Eventually a deputy stopped at the door. Surprisingly, it was someone Lacey recognized from her days of
covering the Sagebrush Police Department and the Yampa County Sheriff’s Office. Deputy Grady Rush had never been a ball of fire. He was still a deputy.

“Long time, Lacey.” Deputy Rush smiled at her and inclined his head. He was big and baggy, with close-set eyes and thin lips, and he looked rather like a very large duck. When he smiled he looked a little crazy, but happy, his wide mouth barely closing over his crooked teeth. She supposed he couldn’t help it if he had some duck in his gene pool, somewhere along the line. He smoothed his dark hair back with one hand.

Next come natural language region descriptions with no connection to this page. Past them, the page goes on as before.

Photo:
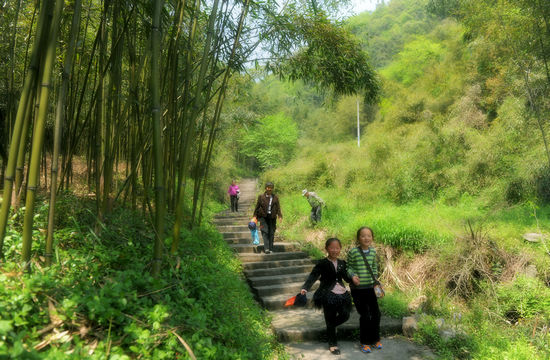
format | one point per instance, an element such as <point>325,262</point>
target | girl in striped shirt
<point>362,289</point>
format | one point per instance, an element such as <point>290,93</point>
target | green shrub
<point>394,304</point>
<point>525,298</point>
<point>460,346</point>
<point>103,296</point>
<point>542,184</point>
<point>515,191</point>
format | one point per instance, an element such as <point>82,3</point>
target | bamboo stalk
<point>157,137</point>
<point>59,119</point>
<point>38,137</point>
<point>25,100</point>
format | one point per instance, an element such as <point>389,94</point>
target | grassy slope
<point>99,299</point>
<point>431,165</point>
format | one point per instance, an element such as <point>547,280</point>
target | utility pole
<point>358,127</point>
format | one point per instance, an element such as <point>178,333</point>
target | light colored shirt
<point>314,200</point>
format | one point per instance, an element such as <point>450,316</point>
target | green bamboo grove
<point>136,89</point>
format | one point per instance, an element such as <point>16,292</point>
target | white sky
<point>363,5</point>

“Hello, Grady. Nice to see a familiar face.”

“Yeah, same here, and I guess I got someone here you want to see. I’ll be right outside this door. Now, don’t do anything I wouldn’t do.” Deputy Rush moved aside and Cole Tucker stepped into the room.

Tucker’s attorney stepped close and murmured something in her client’s ear that Lacey couldn’t hear. She stepped back.

“Ten minutes, Cole. Then you and I need to talk again before we go see the judge. We don’t have many minutes to spare this morning.” Tucker nodded, and Karen Quilby left, closing the door behind her.

Lacey and Tucker both drew a long breath. She didn’t want to make a fool of herself, if she could help it. She was the only reporter granted access to the prisoner. But he was more than just a prisoner. He was a part of her history.

She held her breath for a moment. The room felt very close. Lacey stared at him. It had been seven years since she fled Sagebrush with Tucker’s marriage proposal still ringing in her ears. Her whole world had changed since then, but Tucker looked the same. Fit, tanned, trim, and muscular. His straight, light honey-brown hair fell across his forehead to his eyebrows. His face had a few more lines, but his eyes were the same deep brown eyes she remembered.

Lacey had expected to see him in typical jailhouse blaze orange, but he was wearing a brown jumpsuit, the color worn by delivery guys everywhere, except for the
white lettering on the back: Y
AMPA
C
OUNTY
J
AIL
. His hands were cuffed to a chain around his waist. On his feet he wore a pair of brown slip-on sneakers.